Ein Brot kostet in Berlin zur Zeit 4,5 Millionen Mark. Die Berliner Straßenbahnen kann man für 600.000 Mark (einfache Fahrt) oder 700.000 Mark (Umsteigetarif) benutzen.

Boxweltmeister Jack Dempsey (USA) besiegt den Argentinier Luis Angel Firpo durch K. o. in der zweiten Runde. Über 80 000 Zuschauer verfolgen in den Polo Grounds von New York diesen äußerst dramatischen Kampf.

An der New Yorker Devisenbörse notiert der US-Dollar heute mit 114.285.714 Mark, also knapp 115 Millionen Mark. (Wasserburger Anzeiger Nr. 210/1923 vom 14. September 1923)

Samstag, 15. September 1923

Hugo Stinnes, Reichstagsabgeordneter der Deutschen Volkspartei und einflussreicher Großindustrieller, informiert den US-amerikanischen Botschafter in Berlin, Alanson B. Houghton, über die Hintergründe einer “in zwei bis drei Wochen” bevorstehenden politischen Umwälzung im Deutschen Reich. Ausführlich erläutert Stinnes die Pläne für eine rechtsnationalistische Diktatur.

Die bayerische Regierung warnt die Reichsregierung vor dem Abbruch des passiven Widerstands, den man in Bayern als “zweites Versailles” und als eine “Auflösung des Reichs” auffassen werde.

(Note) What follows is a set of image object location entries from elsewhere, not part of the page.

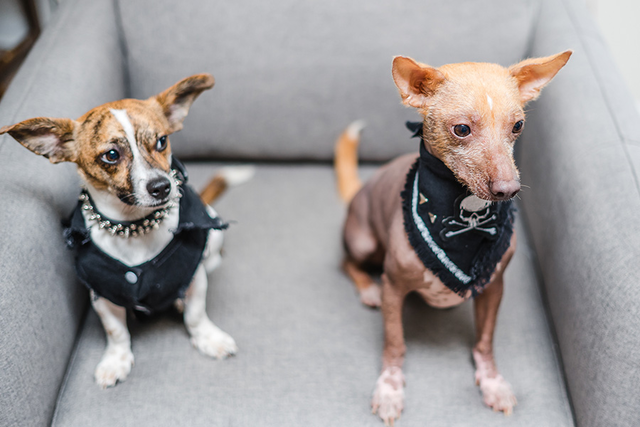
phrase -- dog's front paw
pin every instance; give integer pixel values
(497, 393)
(115, 366)
(388, 397)
(213, 342)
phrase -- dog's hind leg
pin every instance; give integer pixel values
(205, 336)
(117, 360)
(496, 391)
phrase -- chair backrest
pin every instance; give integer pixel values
(290, 74)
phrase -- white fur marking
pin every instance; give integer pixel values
(117, 360)
(355, 128)
(122, 118)
(205, 336)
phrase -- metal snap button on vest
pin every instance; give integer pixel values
(131, 277)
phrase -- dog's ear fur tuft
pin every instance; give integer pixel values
(51, 138)
(534, 73)
(416, 82)
(177, 100)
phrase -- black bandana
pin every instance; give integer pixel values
(458, 236)
(154, 285)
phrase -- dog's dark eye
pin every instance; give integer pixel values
(461, 130)
(517, 128)
(162, 143)
(111, 157)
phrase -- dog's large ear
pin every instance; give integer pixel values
(534, 73)
(51, 138)
(416, 82)
(176, 100)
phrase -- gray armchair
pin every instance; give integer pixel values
(290, 76)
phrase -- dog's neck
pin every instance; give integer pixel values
(115, 209)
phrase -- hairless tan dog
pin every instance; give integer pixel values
(472, 115)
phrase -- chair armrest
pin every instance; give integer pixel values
(583, 207)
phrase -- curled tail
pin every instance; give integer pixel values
(345, 161)
(227, 177)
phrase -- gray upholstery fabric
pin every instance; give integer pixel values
(309, 351)
(580, 157)
(76, 65)
(292, 75)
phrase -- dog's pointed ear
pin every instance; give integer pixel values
(177, 100)
(416, 82)
(51, 138)
(533, 74)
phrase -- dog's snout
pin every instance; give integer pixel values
(505, 190)
(159, 188)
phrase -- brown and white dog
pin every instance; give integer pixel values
(123, 155)
(472, 115)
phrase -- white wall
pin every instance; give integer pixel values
(619, 21)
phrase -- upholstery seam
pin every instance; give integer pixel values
(30, 83)
(606, 100)
(558, 361)
(124, 47)
(72, 359)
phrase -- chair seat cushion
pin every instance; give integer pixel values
(309, 351)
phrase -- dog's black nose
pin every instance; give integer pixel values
(159, 188)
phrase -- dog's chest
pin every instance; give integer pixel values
(136, 250)
(436, 294)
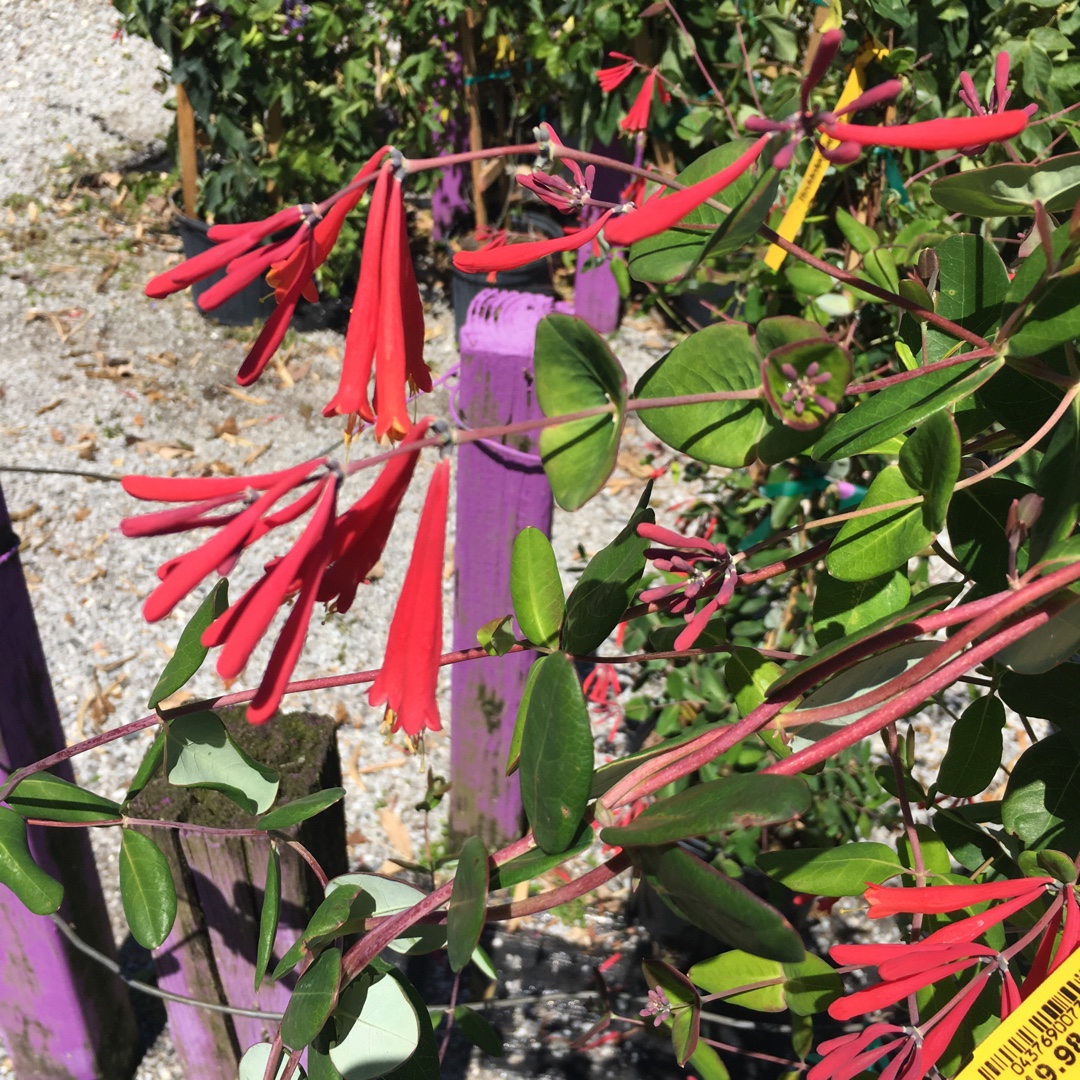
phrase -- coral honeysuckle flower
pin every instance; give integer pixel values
(408, 679)
(361, 532)
(237, 529)
(926, 135)
(497, 257)
(710, 577)
(612, 78)
(386, 326)
(999, 97)
(660, 213)
(936, 900)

Eine solche Kapitulation gegenüber Frankreich” lasse schwere innenpolitische Auseinandersetzungen befürchten.

In Aibling hält der BVP-Abgeordnete Dr. Schlittenbauer eine Rede, in der er davon spricht, dass „der Untergang der deutschen Volkswirtschaft […] vor der Türe“ stehe. (Wasserburger Anzeiger Nr. 211/1923 vom 15. September 1923)

 

Der Terror des Ku-Klux-Klans, eines Geheimbundes weißer Farmer im Süden und Mittleren Westen der USA, der gegen religiöse und rassische Minderheiten gerichtet ist, und zwar insbesondere gegen Katholiken, Juden, Schwarze oder Iren, nimmt derartig Ausmaße an, dass in Oklahoma das Kriegsrecht ausgerufen wird.

In der Sowjetunion kommt es zu schweren Auseinandersetzungen zwischen dem Heiligen Synod, der regierungsfreundlichen neuen Kirchenverwaltung, und den Anhängern des Patriarchen Tichon, die der Regierung kritisch gegenüberstehen. Gottesdienste und Prozessionen der an Tichon orientierten Russisch-Orthodoxen Gemeinschaft werden gestört.

Der Wasserburger Anzeiger meldet, dass die morgige Ausgabe nur verkleinert erscheinen kann, weil ab 12 Uhr der Strom gesperrt wird. (Wasserburger Anzeiger Nr. 211/1923 vom 15. September 1923)

Der Liter Milch kostet heute 2,3 Millionen Mark. (Wasserburger Anzeiger Nr. 211/1923 vom 15. September 1923)

Sonntag, 16. September 1923

Empört reagiert die Bevölkerung auf die in Aachen unter dem Schutz der französischen und belgischen Besatzung veranstalteten Separatistenversammlungen.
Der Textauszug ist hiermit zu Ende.